Gelfond-Schneider Theorem/Lemma 3

Lemma

Let $r$ and $R$ be two real numbers such that $1 \le r \le R$.

Let $f_1 \left({z}\right), f_2 \left({z}\right), \ldots, f_L \left({z}\right)$ be:

analytic in $D \subseteq \C: D = \left\{{z : \left|{z}\right| < R}\right\}$

continuous on the closure $D$, that is, $D^- = \left\{{z : \left \vert{z}\right \vert \le R}\right\}$.

Let $\zeta_1, \ldots, \zeta_L$ be complex numbers such that:

$\forall j \in \left\{{1, 2, \ldots, L}\right\}: \left|{\zeta_j}\right| \le r$

Then the determinant:

$\Delta = \det \begin{bmatrix} f_1 \left({\zeta_1}\right) & \cdots & f_L \left({\zeta_1}\right) \\ \vdots & \ddots & \vdots \\ f_1 \left({\zeta_L}\right) & \cdots & f_L \left({\zeta_L}\right) \end{bmatrix}$

satisfies:

$\displaystyle \left|{\Delta}\right| \le \left({\frac R r}\right)^{−L \left({L−1}\right) / 2} L! \prod_{\lambda=1}^L \left|{f_λ}\right|_R$

Proof

Let $h \left({z}\right)$ be the determinant of the $L \times L$ matrix $\left[{f_j \left({\zeta_i z}\right)}\right]$.

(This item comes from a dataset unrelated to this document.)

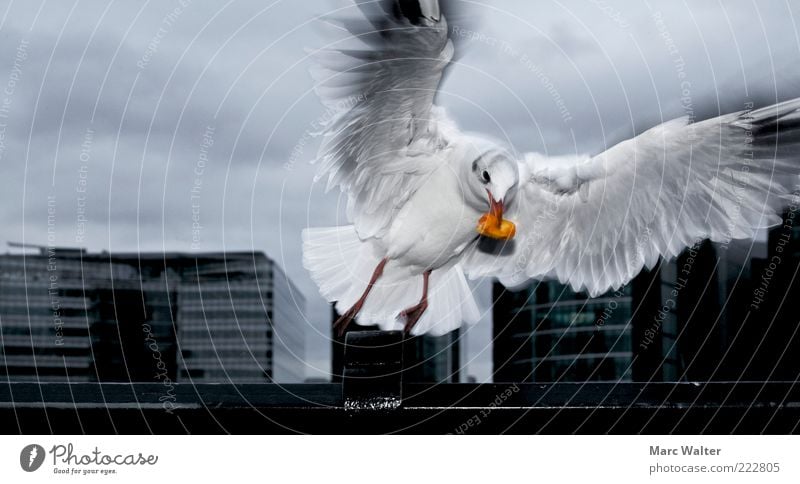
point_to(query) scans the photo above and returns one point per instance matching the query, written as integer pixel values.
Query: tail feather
(341, 265)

Then $h \left({z}\right)$ is:

analytic in $D' = \left\{{z : \left \vert {z}\right \vert < R/r}\right\}$

continuous on $D'^- = \left\{{z : \left \vert{z}\right \vert \le R/r}\right\}$.

Let $M = L \left({L − 1}\right) / 2$, and write:

$\displaystyle f_j \left({\zeta_i z}\right) = \sum_{k=0}^{M−1} b_k \left({j}\right) \zeta_i^k z^k + z^M g_{i,j} \left({z}\right)$

where:

$b_k \left({j}\right) \in \C$ for each $k$

$g_{i,j} \left({z}\right)$ is analytic in $D'$

$g_{i,j} \left({z}\right)$ is continuous on $D'^-$

By evaluating along the columns it is seen that the determinant is linear in its columns.

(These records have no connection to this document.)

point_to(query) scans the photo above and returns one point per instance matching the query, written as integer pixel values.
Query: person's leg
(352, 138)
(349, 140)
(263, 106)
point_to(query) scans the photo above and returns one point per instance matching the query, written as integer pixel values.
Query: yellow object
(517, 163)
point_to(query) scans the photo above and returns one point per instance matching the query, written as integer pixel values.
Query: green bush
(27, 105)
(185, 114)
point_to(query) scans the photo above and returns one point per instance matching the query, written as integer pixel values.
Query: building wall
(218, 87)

So we can view $h \left({z}\right)$ as $z^M$ times an analytic function plus terms involving the factor:

$z^{n_1 + \cdots + n_L} \det \left[{\zeta_i^{n_j} }\right]$

where the $n_j$ denote non-negative integers.

Observe that the determinant in this last expression is zero if the $n_j$ are not distinct.

Therefore, the non-zero terms of this form satisfy:

$n_1 + n_2 + \cdots + n_L \ge 0 + 1 + \cdots + \left({L − 1}\right) = \dfrac {L \left({L − 1}\right)} 2$

Hence, we deduce that $h \left({z}\right)$ is divisible by $z^M$.

More precisely, $\dfrac {h \left({z}\right)} {z^M}$ is analytic in $D'$ and continuous on $D'^-$.

Therefore, by Gelfond-Schneider Theorem: Lemma 2, for any $w \in D'$:

$\displaystyle \left|{\frac {h \left({w}\right)} {w^M}}\right| \le \left|{\frac {h \left({z}\right)} {z^M}}\right|_{R/r} = \left({\frac r R}\right)^M \left|{h \left({z}\right)}\right|_{R/r}$

For $\left|{z}\right| = R/r$, we get that $\left|{\zeta_i z}\right| \le R$.

We bound $\left|{h \left({z}\right)}\right|_{R/r}$ by multiplying the number of terms in $\det \left[{f_j \left({\zeta_i z}\right)}\right]$ by an obvious upper bound on the maximum such term.

Thus:

$\displaystyle \left|{h \left({z}\right)}\right|_{R/r} \le L! \prod_{\lambda=1}^L \left|{f_λ}\right|_R$

Observe that $\left|{\Delta}\right| = \left|{h \left({1}\right)}\right|$ and $1 \le R/r \le R$.

We deduce that

$\displaystyle \left|{\Delta}\right| \le \left({\frac r R}\right)^M \left|{h \left({z}\right)}\right|_{R/r} \le \left({\frac r R}\right)^M L! \prod_{\lambda=1}^L \left|{f_λ}\right|_R$

giving the desired conclusion.

$\Box$